Judge Cheroske could not order that the probation violation be heard by him;  he could only request it, which he did not do.   Judge Cheroske purported to assume jurisdiction over the Compton probation violation in clear contravention of orders and agreements made by another district of the superior court.   We conclude Judge Cheroske acted in excess of his jurisdiction when he revoked defendant's probation in this case and sentenced defendant to state prison.   The action is void and that judgment is vacated.


The judgment is reversed.   The order of May 18, 1994, revoking defendant's probation and sentencing him to state prison is vacated and the superior court is directed to enter a new and different order revoking defendant's probation and reinstating it under the same terms and condition.

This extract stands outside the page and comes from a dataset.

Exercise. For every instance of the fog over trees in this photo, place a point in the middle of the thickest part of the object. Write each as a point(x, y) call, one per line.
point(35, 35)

1.   We have taken judicial notice of the superior court files in Los Angeles Superior Court case numbers TA025194 and VA026207.

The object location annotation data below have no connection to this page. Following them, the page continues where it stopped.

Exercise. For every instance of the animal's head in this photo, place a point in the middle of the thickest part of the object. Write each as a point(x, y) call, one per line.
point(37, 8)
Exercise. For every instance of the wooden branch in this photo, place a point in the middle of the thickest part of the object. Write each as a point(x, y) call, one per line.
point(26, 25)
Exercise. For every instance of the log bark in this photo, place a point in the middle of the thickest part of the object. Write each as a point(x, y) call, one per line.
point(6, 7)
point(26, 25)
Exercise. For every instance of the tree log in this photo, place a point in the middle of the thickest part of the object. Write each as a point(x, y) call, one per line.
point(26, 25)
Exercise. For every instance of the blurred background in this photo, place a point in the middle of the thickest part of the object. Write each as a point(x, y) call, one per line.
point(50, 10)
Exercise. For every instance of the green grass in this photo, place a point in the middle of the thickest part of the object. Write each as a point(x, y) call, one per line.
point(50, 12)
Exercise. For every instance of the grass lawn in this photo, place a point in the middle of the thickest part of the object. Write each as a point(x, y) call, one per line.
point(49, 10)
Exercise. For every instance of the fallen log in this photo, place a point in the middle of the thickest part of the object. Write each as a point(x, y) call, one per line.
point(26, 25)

2.   All further statutory references are to the Penal Code.

3.   Apparently, Judge Cowell had been assigned to a different district.

4.   Los Angeles Superior Court Rules, rule 2.5, subdivision (c)(3) sets forth the judicial assignment procedure for revocation of probation matters:  “The judge who granted probation to a defendant in a criminal case shall, if available, hear and determine any oral or written application, request or motion for modification, change, termination, revocation or restriction of such probation, or any motion for recall of warrant for violation of probation.   If, however, such application, request or motion is based upon a subsequent criminal charge being tried in this court, the judge to whom such subsequent criminal charge is assigned shall hear and determine such application, request or motion unless the judge previously granting probation to the defendant shall have caused to be placed in the file a written request that subsequent matters relating to such probation be heard by him/her.”

GRIGNON, Associate Justice.

TURNER, P.J., and ARMSTRONG, J., concur.